Se apenas se quiser obter uma mancha de luz num detector, é necessário satisfazer algumas condições.
1. É necessário ter um telescópio de imagem de alta qualidade que produza uma imagem limitada por difração.
2. Precisa de ter uma abertura suficientemente grande para detectar o exoplaneta. Com uma magnitude visual de 20 ou mais, isto significa que precisa de uma abertura bastante grande (> 1 metro) ou da capacidade para exposições muito longas.
3. Precisa de um telescópio de ocultação. Isto é para bloquear a luz da estrela principal e permitir a passagem da luz do exoplaneta.
Se quiser realmente visualizar o planeta e fazer dele uma imagem em vez de uma mancha de luz, vai precisar de uma abertura suficientemente grande para visualizar um planeta com cerca de um segundo de luz a uma distância de 4 anos-luz. Um segundo de luz é de 300.000 km, e esperemos que esteja familiarizado com 4 anos-luz. Quatro anos-luz é aproximadamente 1,25E8 segundos-luz (com base em cerca de 3,14E7 segundos num ano). Isto significa que o maior potencial exoplaneta é aproximadamente 1/1,25E8 = 8 nanoradianos de diâmetro. Suponhamos que ficaria mais do que satisfeito em obter 8 pixels de resolução em todo o planeta.

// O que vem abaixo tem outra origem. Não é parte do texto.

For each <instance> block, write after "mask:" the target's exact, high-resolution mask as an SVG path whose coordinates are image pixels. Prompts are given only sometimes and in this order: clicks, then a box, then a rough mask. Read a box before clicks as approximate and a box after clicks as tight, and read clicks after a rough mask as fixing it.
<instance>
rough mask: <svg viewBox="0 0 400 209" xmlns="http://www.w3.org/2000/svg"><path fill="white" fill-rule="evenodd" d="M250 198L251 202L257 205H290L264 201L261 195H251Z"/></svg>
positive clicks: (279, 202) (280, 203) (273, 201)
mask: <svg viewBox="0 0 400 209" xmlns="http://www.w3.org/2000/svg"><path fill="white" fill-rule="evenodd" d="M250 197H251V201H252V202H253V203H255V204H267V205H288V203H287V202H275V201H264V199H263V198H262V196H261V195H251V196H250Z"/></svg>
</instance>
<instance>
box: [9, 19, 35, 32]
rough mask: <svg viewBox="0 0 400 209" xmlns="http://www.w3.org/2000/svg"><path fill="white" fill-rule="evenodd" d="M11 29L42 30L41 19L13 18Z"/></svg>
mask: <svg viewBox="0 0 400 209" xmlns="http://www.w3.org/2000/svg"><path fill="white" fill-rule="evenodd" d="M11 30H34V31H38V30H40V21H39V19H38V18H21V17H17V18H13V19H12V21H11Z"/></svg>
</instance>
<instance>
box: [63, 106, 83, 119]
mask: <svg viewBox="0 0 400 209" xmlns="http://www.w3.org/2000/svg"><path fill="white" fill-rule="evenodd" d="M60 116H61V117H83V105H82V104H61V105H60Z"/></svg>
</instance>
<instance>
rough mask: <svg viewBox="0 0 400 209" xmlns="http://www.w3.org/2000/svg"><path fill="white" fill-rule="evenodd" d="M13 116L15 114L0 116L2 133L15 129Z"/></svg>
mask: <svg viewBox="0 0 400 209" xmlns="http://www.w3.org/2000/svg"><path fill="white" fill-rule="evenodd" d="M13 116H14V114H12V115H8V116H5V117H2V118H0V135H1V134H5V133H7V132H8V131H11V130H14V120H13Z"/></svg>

Com a luz visível, o comprimento de onda é de 5E-7 metros. Assim, para ter a resolução de 1 nanoradiano, o diâmetro necessário para o espelho telescópico é 5E-7 / 1E-9 = 500 metros.

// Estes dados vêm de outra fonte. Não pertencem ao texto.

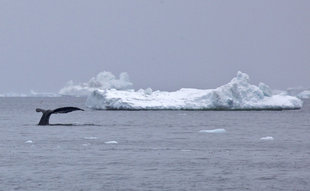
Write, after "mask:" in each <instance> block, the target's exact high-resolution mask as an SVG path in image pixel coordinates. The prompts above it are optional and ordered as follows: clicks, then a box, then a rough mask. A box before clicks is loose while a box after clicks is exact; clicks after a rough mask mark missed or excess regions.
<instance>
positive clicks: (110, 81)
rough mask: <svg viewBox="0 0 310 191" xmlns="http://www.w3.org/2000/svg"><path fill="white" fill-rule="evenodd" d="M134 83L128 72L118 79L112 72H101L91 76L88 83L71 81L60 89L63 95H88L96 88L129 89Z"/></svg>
mask: <svg viewBox="0 0 310 191" xmlns="http://www.w3.org/2000/svg"><path fill="white" fill-rule="evenodd" d="M131 86H132V83H131V82H130V81H129V76H128V74H127V73H121V74H120V75H119V78H118V79H117V78H116V77H115V76H114V75H113V74H112V73H110V72H105V71H104V72H100V73H99V74H97V76H96V77H93V78H91V79H90V80H89V81H88V82H86V83H80V84H74V83H73V81H69V82H68V83H67V85H66V86H65V87H64V88H62V89H61V90H60V91H59V94H61V95H69V96H88V95H89V94H90V93H91V92H93V91H94V90H105V89H117V90H127V89H130V88H131Z"/></svg>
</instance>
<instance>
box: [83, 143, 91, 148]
mask: <svg viewBox="0 0 310 191" xmlns="http://www.w3.org/2000/svg"><path fill="white" fill-rule="evenodd" d="M82 145H83V146H84V147H88V146H89V145H90V143H84V144H82Z"/></svg>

Até agora, um telescópio óptico tão grande tem estado para além da nossa tecnologia.
Um exoplaneta seria extremamente difícil de visualizar com um conjunto de telescópios interferométricos, por várias razões.
- O telescópio individual teria de ser compatível em ampliação e distorção de campo a um grau extremamente preciso, para além do estado da arte.
- O campo de visão de cada telescópio precisaria de ser ajustado para corresponder dentro de uma fracção minúscula de um grau
- Os lóbulos laterais de uma tal matriz interferométrica tornariam o disco de ocultação e o Lyot essencialmente impossível. Se não estiver familiarizado com o radar, o conceito de sidelobes pode não ser intuitivo. Pode pensar neles como "imagens fantasma". Poderá necessitar de um curso de pós-graduação em óptica de Fourier para compreender plenamente este ponto.
Portanto, você precisaria de um telescópio além da capacidade atual.
Sua única escolha pode ser algo como o projeto Breakthrough Starshot.